Marking the International Year of Astronomy, this Ruhr.2010 project featured a 25-meter-diameter Moon model. It ran from 2 April 2009 to 30 December 2010 and attracted 950,000 visitors.

===Magic Places (2011–2012)===
Focusing on global natural and cultural monuments, the exhibition welcomed 800,000 attendees.

===Christo: Big Air Package (2013)===
One of Christo with Jeanne-Claude's final collaborative projects (16 March – 30 December 2013), this installation used 20,350 m^{2} of translucent fabric and 4,500 meters of rope to create a 90-meter-high, 50-meter-wide inflated structure pressurized at 27 pascals above ambient. Visitors entered via airlocks to explore the interior.

===The Appearance of Beauty (2014–2015)===
Displaying nearly 200 artworks, from the Venus de Milo to Steve McCurry's Afghan Girl, the exhibition attracted 480,000 visitors.

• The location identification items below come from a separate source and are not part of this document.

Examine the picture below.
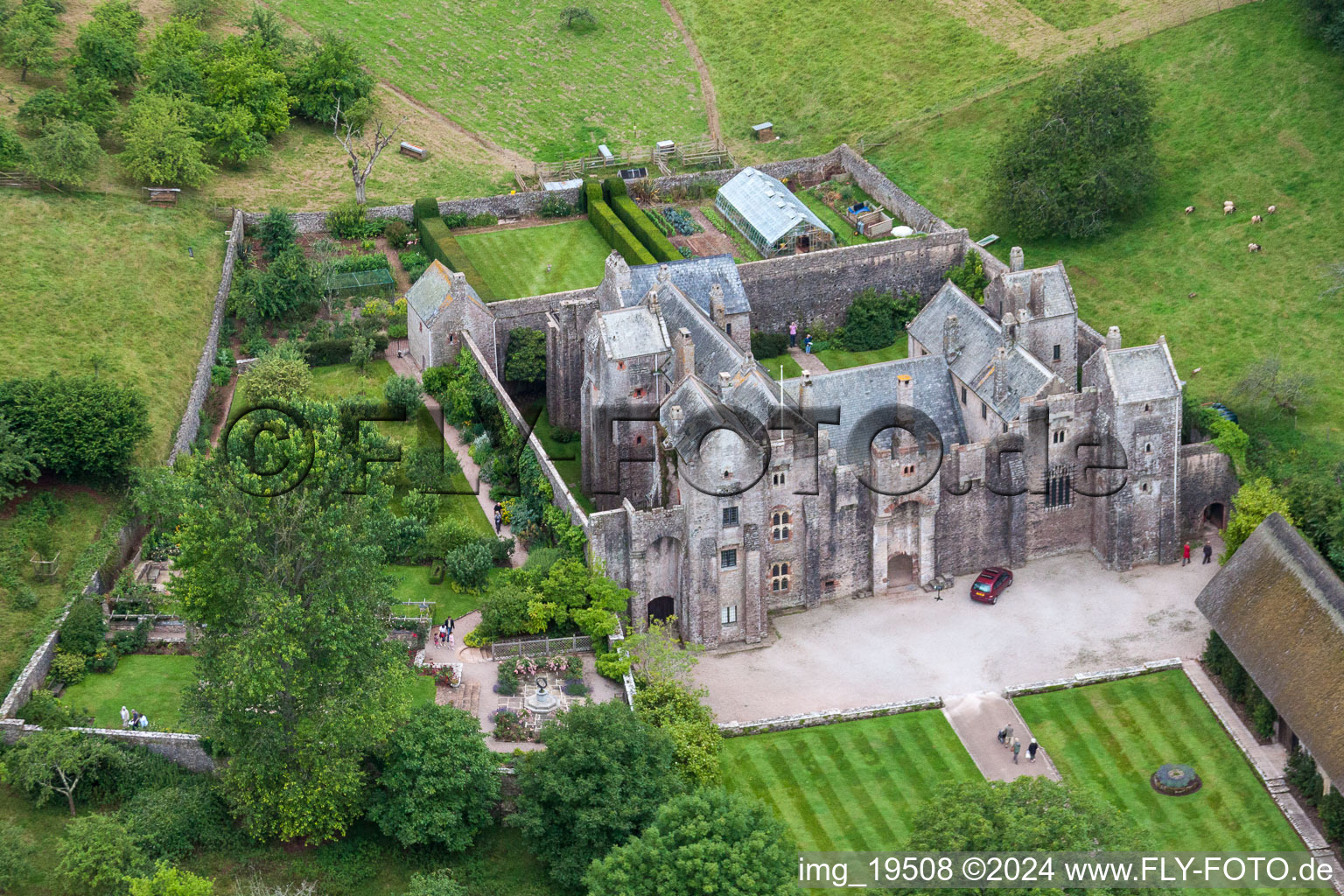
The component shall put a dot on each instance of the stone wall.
(1206, 477)
(816, 288)
(828, 718)
(200, 387)
(185, 750)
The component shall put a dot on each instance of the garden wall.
(828, 718)
(819, 286)
(200, 387)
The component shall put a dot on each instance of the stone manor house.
(1012, 430)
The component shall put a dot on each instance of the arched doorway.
(900, 570)
(662, 609)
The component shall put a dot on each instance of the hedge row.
(324, 352)
(616, 234)
(437, 242)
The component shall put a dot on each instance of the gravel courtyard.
(1062, 615)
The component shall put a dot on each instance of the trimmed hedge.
(616, 234)
(437, 242)
(424, 208)
(326, 352)
(644, 230)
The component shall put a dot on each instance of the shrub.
(642, 228)
(469, 566)
(556, 207)
(767, 344)
(423, 210)
(85, 630)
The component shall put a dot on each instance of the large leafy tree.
(440, 780)
(298, 680)
(162, 145)
(1083, 156)
(599, 780)
(29, 39)
(707, 841)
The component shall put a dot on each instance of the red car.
(990, 584)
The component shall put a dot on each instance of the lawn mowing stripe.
(860, 794)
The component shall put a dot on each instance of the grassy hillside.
(1250, 112)
(506, 69)
(109, 280)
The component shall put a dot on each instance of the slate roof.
(1141, 374)
(859, 389)
(1280, 609)
(1058, 298)
(766, 205)
(976, 363)
(433, 290)
(632, 332)
(692, 276)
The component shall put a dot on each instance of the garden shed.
(770, 216)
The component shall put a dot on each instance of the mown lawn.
(511, 73)
(514, 261)
(112, 285)
(72, 534)
(150, 682)
(851, 786)
(1249, 109)
(1110, 738)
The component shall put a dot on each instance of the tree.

===Wonders of Nature (2016-2017)===
Featuring large-format photographs and a 20-meter-diameter Earth model with projected satellite imagery, this became the Gasometer's most-visited exhibition, with over 1.3 million attendees.

===The Call of the Mountains (2018-2019)===
Collaborating with the German Aerospace Center, the exhibition explored mountain ecosystems and geology. A 17-meter inverted Matterhorn model, suspended 100 meters high, served as a projection surface for climbing routes and time-lapse visuals.

===The Fragile Paradise (2021-2023)===
Highlighting humanity's impact on nature during the Anthropocene, the exhibition used award-winning photographs and videos to trace Earth's climatic history.

===Planet Ocean (2024)===
Opening in March 2024, this exhibition explores marine ecosystems. Its centerpiece, "The Wave," is a 40-meter-tall digital installation by Austria's Ars Electronica, simulating underwater environments with life-sized marine creatures.